Information-Theoretic Foundations for Machine Learning
Hong Jun Jeon, Benjamin Van Roy
TL;DR
The paper advances an information-theoretic, Bayesian framework for understanding learning by linking predictive performance to mutual information and rate-distortion bounds. It develops a general machinery to bound the irreducible and reducible components of estimation error across iid, sequential, meta-learning, and misspecified settings, with concrete results for linear, logistic, deep, and nonparametric models. By modeling data streams with latent parameters and using rate-distortion theory, it provides explicit bounds that scale with problem dimensions, data size, and model complexity, offering a principled way to anticipate sample efficiency and compute-coverage tradeoffs. The framework illuminates how information flows from data to predictions, informs bounds for minimax and meta-learning scenarios, and connects learning performance to optimal lossy compression, thereby guiding future theory and algorithm design in diverse ML contexts.
Abstract
The progress of machine learning over the past decade is undeniable. In retrospect, it is both remarkable and unsettling that this progress was achievable with little to no rigorous theory to guide experimentation. Despite this fact, practitioners have been able to guide their future experimentation via observations from previous large-scale empirical investigations. In this work, we propose a theoretical framework which attempts to provide rigor to existing practices in machine learning. To the theorist, we provide a framework which is mathematically rigorous and leaves open many interesting ideas for future exploration. To the practitioner, we provide a framework whose results are simple, and provide intuition to guide future investigations across a wide range of learning paradigms. Concretely, we provide a theoretical framework rooted in Bayesian statistics and Shannon's information theory which is general enough to unify the analysis of many phenomena in machine learning. Our framework characterizes the performance of an optimal Bayesian learner as it learns from a stream of experience. Unlike existing analyses that weaken with increasing data complexity, our theoretical tools provide accurate insights across diverse machine learning settings.
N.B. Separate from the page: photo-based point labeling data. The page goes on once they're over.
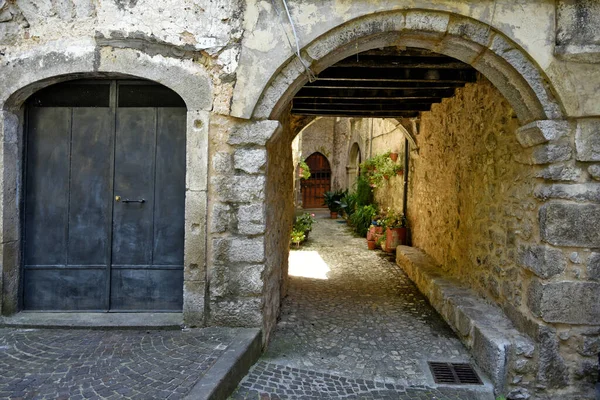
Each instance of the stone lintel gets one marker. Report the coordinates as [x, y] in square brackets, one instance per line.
[565, 302]
[539, 132]
[570, 224]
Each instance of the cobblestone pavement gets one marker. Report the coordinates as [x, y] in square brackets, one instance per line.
[93, 364]
[363, 332]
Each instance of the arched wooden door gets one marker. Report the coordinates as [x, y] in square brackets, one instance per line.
[319, 182]
[104, 197]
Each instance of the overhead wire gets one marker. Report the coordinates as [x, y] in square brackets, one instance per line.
[311, 75]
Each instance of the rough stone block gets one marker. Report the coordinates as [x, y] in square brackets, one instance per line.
[539, 132]
[490, 352]
[427, 21]
[544, 261]
[242, 189]
[247, 250]
[251, 219]
[550, 153]
[552, 371]
[222, 163]
[255, 133]
[579, 192]
[195, 228]
[251, 161]
[193, 303]
[244, 312]
[221, 218]
[560, 173]
[565, 302]
[593, 266]
[587, 140]
[470, 30]
[232, 281]
[197, 150]
[567, 224]
[594, 171]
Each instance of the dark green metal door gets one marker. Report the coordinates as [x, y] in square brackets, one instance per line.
[104, 198]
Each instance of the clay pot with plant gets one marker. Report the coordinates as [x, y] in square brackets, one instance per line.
[332, 201]
[395, 230]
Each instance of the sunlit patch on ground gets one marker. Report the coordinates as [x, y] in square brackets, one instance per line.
[308, 264]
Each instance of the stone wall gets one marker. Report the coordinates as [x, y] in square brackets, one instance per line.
[471, 208]
[279, 218]
[236, 266]
[388, 136]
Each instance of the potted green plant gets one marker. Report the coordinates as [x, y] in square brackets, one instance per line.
[301, 229]
[332, 199]
[379, 169]
[395, 234]
[303, 170]
[347, 205]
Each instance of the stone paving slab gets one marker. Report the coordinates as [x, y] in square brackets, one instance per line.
[272, 381]
[112, 364]
[353, 314]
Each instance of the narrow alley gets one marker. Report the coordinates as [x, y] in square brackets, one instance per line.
[353, 326]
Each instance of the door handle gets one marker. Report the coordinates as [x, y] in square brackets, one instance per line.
[118, 198]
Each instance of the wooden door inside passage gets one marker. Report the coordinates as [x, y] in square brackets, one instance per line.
[319, 182]
[104, 198]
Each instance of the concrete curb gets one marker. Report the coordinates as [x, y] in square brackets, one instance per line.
[104, 321]
[224, 376]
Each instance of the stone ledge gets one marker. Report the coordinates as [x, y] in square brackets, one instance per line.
[484, 329]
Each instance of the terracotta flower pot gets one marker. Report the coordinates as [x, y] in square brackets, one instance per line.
[394, 237]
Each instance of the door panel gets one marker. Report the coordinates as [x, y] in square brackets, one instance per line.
[170, 187]
[147, 289]
[134, 180]
[47, 187]
[65, 289]
[83, 250]
[319, 182]
[66, 223]
[91, 186]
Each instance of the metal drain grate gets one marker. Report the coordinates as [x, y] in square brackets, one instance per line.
[454, 373]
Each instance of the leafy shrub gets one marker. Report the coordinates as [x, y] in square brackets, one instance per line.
[302, 226]
[362, 218]
[332, 199]
[364, 192]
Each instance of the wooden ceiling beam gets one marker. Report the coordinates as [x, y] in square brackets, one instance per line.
[353, 92]
[415, 74]
[367, 114]
[398, 106]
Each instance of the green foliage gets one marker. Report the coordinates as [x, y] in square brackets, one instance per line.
[302, 226]
[347, 204]
[305, 169]
[361, 219]
[298, 237]
[364, 192]
[378, 169]
[304, 222]
[332, 199]
[394, 219]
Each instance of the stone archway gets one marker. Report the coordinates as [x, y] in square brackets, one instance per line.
[26, 77]
[354, 160]
[543, 136]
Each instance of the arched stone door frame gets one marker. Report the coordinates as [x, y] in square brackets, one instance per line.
[545, 133]
[353, 167]
[319, 182]
[29, 74]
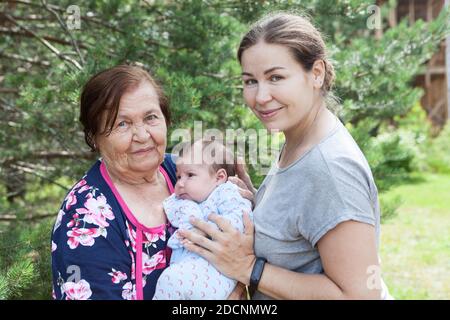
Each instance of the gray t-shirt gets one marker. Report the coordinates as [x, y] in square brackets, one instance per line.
[297, 205]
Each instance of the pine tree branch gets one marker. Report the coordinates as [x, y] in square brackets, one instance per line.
[25, 59]
[66, 30]
[16, 33]
[44, 42]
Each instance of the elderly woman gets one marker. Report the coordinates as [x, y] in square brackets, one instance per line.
[109, 240]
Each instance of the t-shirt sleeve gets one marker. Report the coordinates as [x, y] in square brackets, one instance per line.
[341, 192]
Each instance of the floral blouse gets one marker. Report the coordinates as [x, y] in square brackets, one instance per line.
[99, 249]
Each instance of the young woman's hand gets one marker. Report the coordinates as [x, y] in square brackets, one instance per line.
[243, 181]
[239, 292]
[229, 250]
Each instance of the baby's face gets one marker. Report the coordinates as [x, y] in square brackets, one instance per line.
[194, 181]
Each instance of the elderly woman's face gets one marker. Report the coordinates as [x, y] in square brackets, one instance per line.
[137, 142]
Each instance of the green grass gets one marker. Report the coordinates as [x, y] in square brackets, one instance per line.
[415, 245]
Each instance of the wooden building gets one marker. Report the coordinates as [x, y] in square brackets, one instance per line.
[435, 80]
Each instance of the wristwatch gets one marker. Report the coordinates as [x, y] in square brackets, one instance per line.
[257, 270]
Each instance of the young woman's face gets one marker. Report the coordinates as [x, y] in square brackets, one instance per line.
[276, 87]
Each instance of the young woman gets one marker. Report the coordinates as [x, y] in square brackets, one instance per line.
[316, 217]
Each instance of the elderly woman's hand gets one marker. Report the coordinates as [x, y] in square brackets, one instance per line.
[229, 250]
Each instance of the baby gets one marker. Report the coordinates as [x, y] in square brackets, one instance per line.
[202, 188]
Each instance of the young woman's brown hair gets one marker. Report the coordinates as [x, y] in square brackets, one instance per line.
[298, 34]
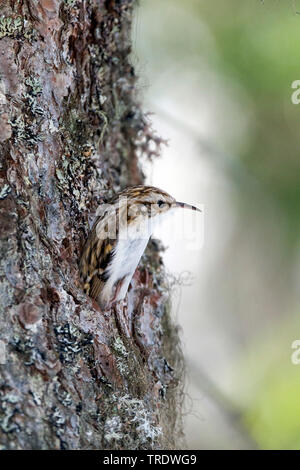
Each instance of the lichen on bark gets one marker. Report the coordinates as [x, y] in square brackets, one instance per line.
[71, 134]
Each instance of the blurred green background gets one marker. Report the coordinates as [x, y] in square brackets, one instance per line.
[218, 77]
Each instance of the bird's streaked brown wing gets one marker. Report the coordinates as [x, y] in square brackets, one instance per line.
[96, 256]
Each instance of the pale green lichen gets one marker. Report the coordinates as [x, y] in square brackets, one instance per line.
[23, 131]
[10, 27]
[4, 191]
[35, 85]
[131, 412]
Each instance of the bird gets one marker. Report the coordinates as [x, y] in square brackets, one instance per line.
[118, 239]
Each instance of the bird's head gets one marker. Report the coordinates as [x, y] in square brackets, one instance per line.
[150, 202]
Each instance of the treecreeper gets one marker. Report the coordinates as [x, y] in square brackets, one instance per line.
[118, 239]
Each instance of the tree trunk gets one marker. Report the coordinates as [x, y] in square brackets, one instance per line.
[71, 134]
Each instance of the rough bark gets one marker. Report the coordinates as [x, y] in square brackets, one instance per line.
[71, 134]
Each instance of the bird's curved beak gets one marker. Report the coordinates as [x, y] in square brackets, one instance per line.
[186, 206]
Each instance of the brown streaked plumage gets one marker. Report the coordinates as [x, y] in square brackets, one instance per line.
[118, 239]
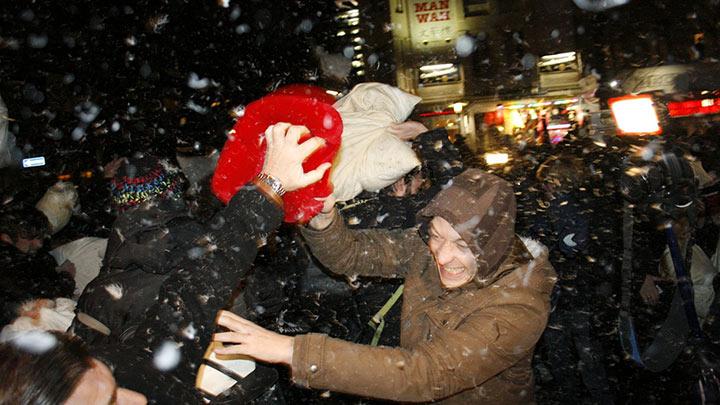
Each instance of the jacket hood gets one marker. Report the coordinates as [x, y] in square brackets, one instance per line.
[481, 208]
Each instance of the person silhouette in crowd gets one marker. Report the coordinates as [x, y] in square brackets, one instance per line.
[28, 270]
[159, 362]
[475, 303]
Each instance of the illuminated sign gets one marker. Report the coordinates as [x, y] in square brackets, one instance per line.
[635, 115]
[432, 21]
[442, 73]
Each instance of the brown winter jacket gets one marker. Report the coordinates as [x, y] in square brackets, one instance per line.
[469, 345]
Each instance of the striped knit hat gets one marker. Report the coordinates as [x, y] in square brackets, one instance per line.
[143, 179]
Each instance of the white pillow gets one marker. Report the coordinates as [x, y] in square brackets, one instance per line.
[370, 156]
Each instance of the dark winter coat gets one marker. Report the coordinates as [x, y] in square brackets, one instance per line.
[145, 246]
[188, 301]
[24, 277]
[469, 345]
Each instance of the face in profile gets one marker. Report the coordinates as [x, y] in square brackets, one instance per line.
[98, 386]
[455, 261]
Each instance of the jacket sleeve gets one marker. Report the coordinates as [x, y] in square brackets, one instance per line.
[367, 252]
[448, 362]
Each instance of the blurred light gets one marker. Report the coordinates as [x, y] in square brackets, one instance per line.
[436, 113]
[556, 59]
[431, 68]
[694, 107]
[496, 158]
[635, 115]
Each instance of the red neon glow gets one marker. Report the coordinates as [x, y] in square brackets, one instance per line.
[436, 113]
[694, 107]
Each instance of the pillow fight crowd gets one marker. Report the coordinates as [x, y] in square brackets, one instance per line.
[186, 300]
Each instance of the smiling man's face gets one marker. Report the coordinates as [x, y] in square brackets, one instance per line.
[455, 261]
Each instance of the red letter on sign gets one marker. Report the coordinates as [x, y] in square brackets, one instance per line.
[420, 7]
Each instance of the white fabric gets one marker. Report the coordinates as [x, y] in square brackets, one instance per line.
[370, 156]
[702, 273]
[55, 315]
[9, 153]
[86, 254]
[58, 204]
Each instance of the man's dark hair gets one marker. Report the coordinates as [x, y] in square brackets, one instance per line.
[46, 378]
[26, 222]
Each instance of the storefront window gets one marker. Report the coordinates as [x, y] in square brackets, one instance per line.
[476, 7]
[441, 73]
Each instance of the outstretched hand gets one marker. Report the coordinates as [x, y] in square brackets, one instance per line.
[253, 340]
[285, 155]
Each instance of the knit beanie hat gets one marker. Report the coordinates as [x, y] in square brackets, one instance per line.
[142, 179]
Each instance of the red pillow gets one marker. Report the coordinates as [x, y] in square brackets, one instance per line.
[244, 152]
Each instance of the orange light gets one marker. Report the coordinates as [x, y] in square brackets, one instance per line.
[635, 115]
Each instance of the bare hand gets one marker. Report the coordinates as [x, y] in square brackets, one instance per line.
[325, 217]
[407, 131]
[284, 156]
[252, 340]
[648, 291]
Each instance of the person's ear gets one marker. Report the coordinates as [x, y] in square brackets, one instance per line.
[7, 239]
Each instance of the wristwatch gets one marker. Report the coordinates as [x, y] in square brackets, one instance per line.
[274, 183]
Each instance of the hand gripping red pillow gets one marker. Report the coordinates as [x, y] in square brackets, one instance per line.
[244, 152]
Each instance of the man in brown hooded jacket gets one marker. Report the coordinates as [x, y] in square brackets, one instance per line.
[476, 302]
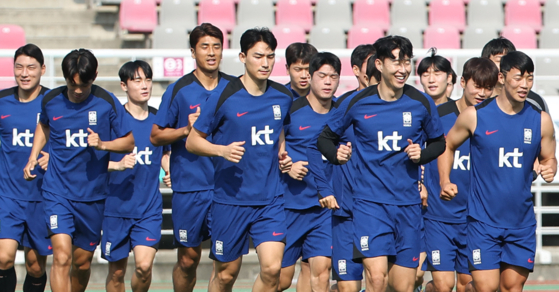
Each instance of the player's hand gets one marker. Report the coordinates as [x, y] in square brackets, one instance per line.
[127, 162]
[94, 141]
[44, 160]
[298, 170]
[546, 172]
[413, 151]
[285, 162]
[28, 169]
[344, 153]
[329, 202]
[167, 179]
[448, 191]
[234, 152]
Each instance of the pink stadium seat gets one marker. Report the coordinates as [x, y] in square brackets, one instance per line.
[523, 12]
[295, 13]
[288, 34]
[220, 13]
[138, 15]
[11, 37]
[523, 37]
[372, 13]
[447, 12]
[442, 37]
[363, 34]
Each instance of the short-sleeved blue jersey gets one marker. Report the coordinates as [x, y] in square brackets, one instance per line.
[503, 149]
[234, 115]
[383, 172]
[76, 171]
[301, 130]
[453, 211]
[189, 172]
[134, 193]
[18, 121]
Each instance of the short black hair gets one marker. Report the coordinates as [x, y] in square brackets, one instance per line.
[299, 52]
[81, 62]
[325, 58]
[517, 60]
[439, 63]
[384, 47]
[497, 46]
[129, 69]
[32, 51]
[360, 54]
[255, 35]
[372, 70]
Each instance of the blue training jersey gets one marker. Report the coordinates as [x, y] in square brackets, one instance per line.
[18, 121]
[189, 172]
[301, 130]
[383, 172]
[134, 193]
[503, 149]
[76, 171]
[453, 211]
[234, 115]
Throughout this work, we derive theoretical results and demonstrate their generality by apply them to derive insights specific to settings. These settings range from learning from data which is independently and identically distributed under an unknown distribution, to data which is sequential, to data which exhibits hierarchical structure amenable to meta-learning, and finally to data which is not fully explainable under the learner's beliefs (misspecification). These results are particularly relevant as we strive to understand and overcome increasingly difficult machine learning challenges in this endlessly complex world.